The UK has made significant commitments to both low carbon heating and energy efficiency. However little progress has been made and the country has fallen far behind the rest Europe. A key challenge is how the UK will develop the workforce required to deliver retrofitting targets. New research from ODI and Green Alliance explores labour shortages and skills gaps in depth and asks a new question: should the UK seek to use immigration policy to support a rapid scale-up of retrofitting in the context of its decarbonisation targets?
This paper suggests five immigration policy options to support the development of the UK’s retrofitting workforce:
- Create an umbrella sponsorship model for the construction sector to support firms in international recruitment.
- Create a tailored net zero workforce visa category.
- Make the skilled worker route less costly, using special provisions to significantly lower fees across retrofitting-related occupations.

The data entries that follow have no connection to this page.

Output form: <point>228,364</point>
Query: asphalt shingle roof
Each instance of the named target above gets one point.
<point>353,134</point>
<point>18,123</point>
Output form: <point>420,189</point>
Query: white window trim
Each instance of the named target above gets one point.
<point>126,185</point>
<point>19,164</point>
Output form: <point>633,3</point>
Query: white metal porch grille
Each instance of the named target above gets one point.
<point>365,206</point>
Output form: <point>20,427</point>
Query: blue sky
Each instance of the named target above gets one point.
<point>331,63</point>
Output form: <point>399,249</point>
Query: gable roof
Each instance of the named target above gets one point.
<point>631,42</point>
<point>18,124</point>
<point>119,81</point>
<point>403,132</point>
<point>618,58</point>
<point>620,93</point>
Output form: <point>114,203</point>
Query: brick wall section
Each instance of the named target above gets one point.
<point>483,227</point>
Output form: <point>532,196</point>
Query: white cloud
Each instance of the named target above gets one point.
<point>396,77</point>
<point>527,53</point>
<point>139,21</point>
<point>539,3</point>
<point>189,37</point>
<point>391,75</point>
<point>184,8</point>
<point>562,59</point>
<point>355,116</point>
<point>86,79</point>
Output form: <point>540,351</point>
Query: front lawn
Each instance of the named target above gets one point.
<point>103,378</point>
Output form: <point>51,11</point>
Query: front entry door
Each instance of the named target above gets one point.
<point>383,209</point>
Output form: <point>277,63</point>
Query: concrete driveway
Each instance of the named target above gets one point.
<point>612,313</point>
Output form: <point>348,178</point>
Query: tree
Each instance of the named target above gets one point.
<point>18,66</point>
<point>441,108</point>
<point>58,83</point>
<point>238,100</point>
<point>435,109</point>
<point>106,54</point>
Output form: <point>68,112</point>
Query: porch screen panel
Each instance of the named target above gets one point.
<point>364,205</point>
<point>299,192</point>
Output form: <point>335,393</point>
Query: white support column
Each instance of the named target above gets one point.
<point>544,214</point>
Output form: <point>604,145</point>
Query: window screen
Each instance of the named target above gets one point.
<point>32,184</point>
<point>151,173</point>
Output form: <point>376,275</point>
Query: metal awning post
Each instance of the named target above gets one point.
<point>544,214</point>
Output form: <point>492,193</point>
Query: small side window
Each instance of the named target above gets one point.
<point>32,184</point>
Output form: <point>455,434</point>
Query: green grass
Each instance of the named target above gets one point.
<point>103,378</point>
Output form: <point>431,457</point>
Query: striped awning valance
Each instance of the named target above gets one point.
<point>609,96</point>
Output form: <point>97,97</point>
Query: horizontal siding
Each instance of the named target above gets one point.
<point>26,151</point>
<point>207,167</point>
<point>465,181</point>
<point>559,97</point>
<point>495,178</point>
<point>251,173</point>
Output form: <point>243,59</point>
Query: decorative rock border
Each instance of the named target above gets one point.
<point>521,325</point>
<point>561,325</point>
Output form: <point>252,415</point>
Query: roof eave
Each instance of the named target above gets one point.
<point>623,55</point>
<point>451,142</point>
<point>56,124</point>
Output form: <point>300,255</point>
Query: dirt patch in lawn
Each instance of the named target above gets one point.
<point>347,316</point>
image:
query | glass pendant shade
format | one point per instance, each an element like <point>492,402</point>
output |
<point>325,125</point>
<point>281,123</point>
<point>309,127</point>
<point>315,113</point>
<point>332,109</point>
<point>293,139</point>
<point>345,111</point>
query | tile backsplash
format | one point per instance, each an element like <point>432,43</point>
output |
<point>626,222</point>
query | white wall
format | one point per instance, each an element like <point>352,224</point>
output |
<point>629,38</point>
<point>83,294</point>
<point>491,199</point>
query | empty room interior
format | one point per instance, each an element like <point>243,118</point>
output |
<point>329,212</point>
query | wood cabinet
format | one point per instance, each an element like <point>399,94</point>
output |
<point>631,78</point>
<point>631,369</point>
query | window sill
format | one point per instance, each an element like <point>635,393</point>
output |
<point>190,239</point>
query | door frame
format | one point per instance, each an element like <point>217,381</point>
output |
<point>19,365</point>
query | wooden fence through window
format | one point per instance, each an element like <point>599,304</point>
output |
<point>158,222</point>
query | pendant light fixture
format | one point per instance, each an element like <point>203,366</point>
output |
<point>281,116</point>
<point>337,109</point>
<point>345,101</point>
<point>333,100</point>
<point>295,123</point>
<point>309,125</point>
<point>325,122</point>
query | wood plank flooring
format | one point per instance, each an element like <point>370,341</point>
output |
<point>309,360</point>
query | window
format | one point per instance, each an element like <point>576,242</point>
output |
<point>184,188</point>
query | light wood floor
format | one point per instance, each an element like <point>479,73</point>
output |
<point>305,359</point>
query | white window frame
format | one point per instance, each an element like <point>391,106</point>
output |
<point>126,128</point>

- Develop retrofitting skills mobility partnerships to create a pipeline of workers.
- Increase upskilling and recruitment of refugees under the UK’s Displaced Talent Mobility Pilot, prioritising applicants with retrofitting-related skillsets.
Workforce forecasts to meet low-carbon heating and energy efficiency targets are considerable. The Climate Change Committee estimates that direct employment requirements are far greater than any other net zero area. Yet workforce development remains a neglected issue.
New entrants to the industry will be critical but progress attracting and preparing the domestic workforce is slow. The UK has no workforce development plan. A complex and fragmented landscape of training options exists and there is significant concern about the lack of retrofitting courses in further education colleges.
There is strong rationale to use immigration policy to support the development of the domestic workforce, especially in the context of the UK’s chronic labour shortages and given the importance and urgency of decarbonisation targets.
Immigration does not necessarily offer an easy fix. A highly qualified EU workforce is unlikely to materialise; the immigration system is now much more restrictive and costly for EU workers. Non-EU workers with the exact skillset are not a readily available pool and the construction sector is ill-equipped to use the immigration system. A more purposeful approach is required, as laid out in the immigration policy options offered here.